Many organisations consider themselves ‘GDPR-ready,’ but this is not actually the case for all, according to research.
Over 900 organisations were surveyed globally, and from these, Veritas found that only 9% of UK businesses which claim to be ‘GDPR-ready’ are actually compliant.
Fully compliant organisations are expected to have strategies such as security and business transformation in place, all of which will be structured to meet compliance regulations.
However, a new study from Veritas Technologies found that 48 percent of organisations claim they are compliant yet they are unable to provide full visibility over personal data loss incidents. Meaning that they aren’t actually compliant.
A key requirement under the GDPR law states that organisations must be able to report the loss or theft of personal data, such as medical records, passwords and so on within 72 hours. Although, the study cited 61 percent of organisations who admitted it was difficult for them to do so.
Organisations appear to be failing to understand the importance of keeping to the requirements and in essence, following the rules. With less than a year till GDPR laws come into force, businesses are at risk of being hit by breach fines if they fail to report basic information like loss of personal data.
In 2016, the rate of UK data breach fines doubled to a huge £3.2m, with an increase of 155 percent in the number of data protection enforcement actions issued. This will only keep increasing if businesses remain ignorant towards the importance of complying with the fast-approaching regulations.

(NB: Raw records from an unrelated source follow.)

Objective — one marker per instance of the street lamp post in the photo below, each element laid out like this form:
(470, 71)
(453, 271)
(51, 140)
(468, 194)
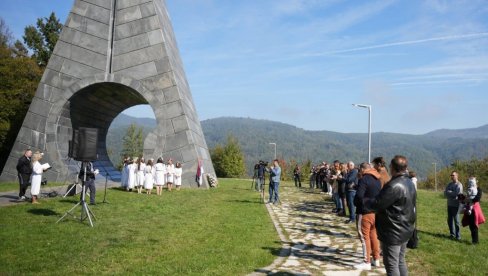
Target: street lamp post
(435, 175)
(369, 128)
(275, 148)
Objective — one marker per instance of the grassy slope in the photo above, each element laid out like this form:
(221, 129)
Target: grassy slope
(14, 186)
(437, 254)
(224, 231)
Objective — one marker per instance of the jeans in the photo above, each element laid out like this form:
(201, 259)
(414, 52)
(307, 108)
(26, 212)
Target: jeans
(273, 190)
(453, 221)
(394, 259)
(367, 235)
(259, 184)
(350, 204)
(337, 201)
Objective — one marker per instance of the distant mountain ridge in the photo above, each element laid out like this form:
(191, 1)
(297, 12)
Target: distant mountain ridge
(478, 132)
(439, 146)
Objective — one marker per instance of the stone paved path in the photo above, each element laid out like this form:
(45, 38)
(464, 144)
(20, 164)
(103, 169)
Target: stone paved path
(316, 241)
(11, 197)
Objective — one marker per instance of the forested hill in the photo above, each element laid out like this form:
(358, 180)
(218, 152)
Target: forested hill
(442, 146)
(298, 144)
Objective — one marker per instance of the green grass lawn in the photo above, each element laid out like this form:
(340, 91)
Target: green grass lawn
(223, 231)
(14, 186)
(437, 254)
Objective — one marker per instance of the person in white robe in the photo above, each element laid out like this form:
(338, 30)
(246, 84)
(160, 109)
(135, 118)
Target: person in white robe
(177, 175)
(140, 174)
(160, 175)
(131, 178)
(149, 176)
(170, 172)
(124, 182)
(36, 177)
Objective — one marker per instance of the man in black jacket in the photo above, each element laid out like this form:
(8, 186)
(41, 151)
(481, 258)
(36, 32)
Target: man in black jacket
(88, 171)
(395, 216)
(24, 171)
(369, 187)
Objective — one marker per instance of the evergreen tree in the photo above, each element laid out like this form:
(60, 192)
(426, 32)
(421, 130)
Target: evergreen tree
(133, 143)
(42, 38)
(19, 77)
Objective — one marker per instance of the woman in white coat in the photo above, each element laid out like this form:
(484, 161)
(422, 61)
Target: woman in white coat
(178, 173)
(131, 174)
(36, 177)
(160, 175)
(141, 166)
(170, 172)
(149, 177)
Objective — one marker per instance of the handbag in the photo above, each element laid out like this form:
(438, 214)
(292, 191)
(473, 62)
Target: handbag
(413, 242)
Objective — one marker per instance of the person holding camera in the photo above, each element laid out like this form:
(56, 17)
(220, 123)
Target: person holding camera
(261, 169)
(274, 182)
(24, 171)
(452, 191)
(296, 176)
(89, 181)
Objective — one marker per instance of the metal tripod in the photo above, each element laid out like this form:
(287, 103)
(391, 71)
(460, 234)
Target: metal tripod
(85, 210)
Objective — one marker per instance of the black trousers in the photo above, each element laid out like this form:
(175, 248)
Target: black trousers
(24, 181)
(298, 181)
(473, 228)
(90, 185)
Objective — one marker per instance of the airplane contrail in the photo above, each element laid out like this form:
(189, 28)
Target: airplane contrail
(385, 45)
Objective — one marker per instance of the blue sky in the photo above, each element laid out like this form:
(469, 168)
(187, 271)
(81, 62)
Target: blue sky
(422, 65)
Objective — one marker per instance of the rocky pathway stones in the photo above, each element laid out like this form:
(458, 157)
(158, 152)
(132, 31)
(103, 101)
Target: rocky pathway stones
(316, 241)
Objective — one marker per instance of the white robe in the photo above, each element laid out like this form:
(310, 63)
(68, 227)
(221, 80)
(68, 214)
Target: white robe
(131, 178)
(148, 177)
(125, 176)
(160, 178)
(36, 178)
(178, 173)
(140, 174)
(170, 171)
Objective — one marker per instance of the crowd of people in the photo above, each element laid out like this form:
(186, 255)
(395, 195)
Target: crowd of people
(137, 174)
(382, 203)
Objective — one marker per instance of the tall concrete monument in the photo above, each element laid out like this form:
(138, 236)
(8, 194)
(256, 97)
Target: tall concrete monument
(111, 55)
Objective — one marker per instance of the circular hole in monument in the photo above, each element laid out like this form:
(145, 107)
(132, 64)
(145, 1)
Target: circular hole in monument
(141, 117)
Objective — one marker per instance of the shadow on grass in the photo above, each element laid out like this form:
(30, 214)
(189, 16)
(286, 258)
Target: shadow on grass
(331, 255)
(72, 200)
(246, 201)
(43, 212)
(441, 236)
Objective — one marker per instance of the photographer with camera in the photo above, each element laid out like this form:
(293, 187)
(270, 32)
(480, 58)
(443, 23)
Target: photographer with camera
(274, 182)
(24, 170)
(89, 182)
(260, 171)
(296, 176)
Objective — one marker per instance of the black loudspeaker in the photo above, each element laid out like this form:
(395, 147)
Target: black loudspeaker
(73, 144)
(84, 144)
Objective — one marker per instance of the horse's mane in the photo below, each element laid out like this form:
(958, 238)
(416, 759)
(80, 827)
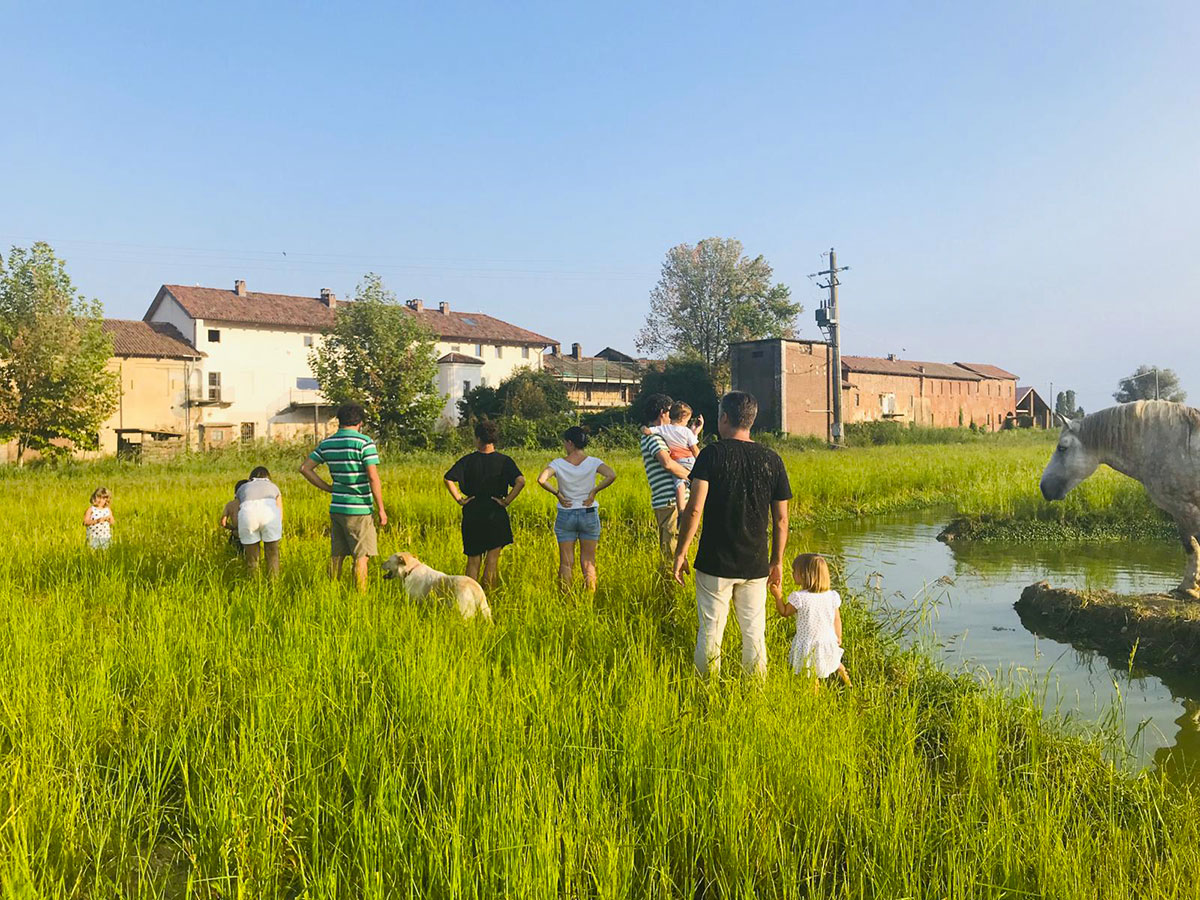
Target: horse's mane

Jason Tooley, VP of Northern Europe, Veritas said: “With the EU’s General Data Protection (GDPR) less than one year away, organisation around the world are deeply concerned about the impact that information non-compliance can have on their brand and loyalty of their customers.”
Protecting personal data is crucial in any organisation and more importantly when the GDPR comes in full force. Ahead of this, organisations are advised to revisit their compliance strategies, whether they believe they are already compliant or not.
The GDPR will take effect on 25th May 2018, and is set to apply to all organisations that offer goods or services to EU residents, both in and out of the EU.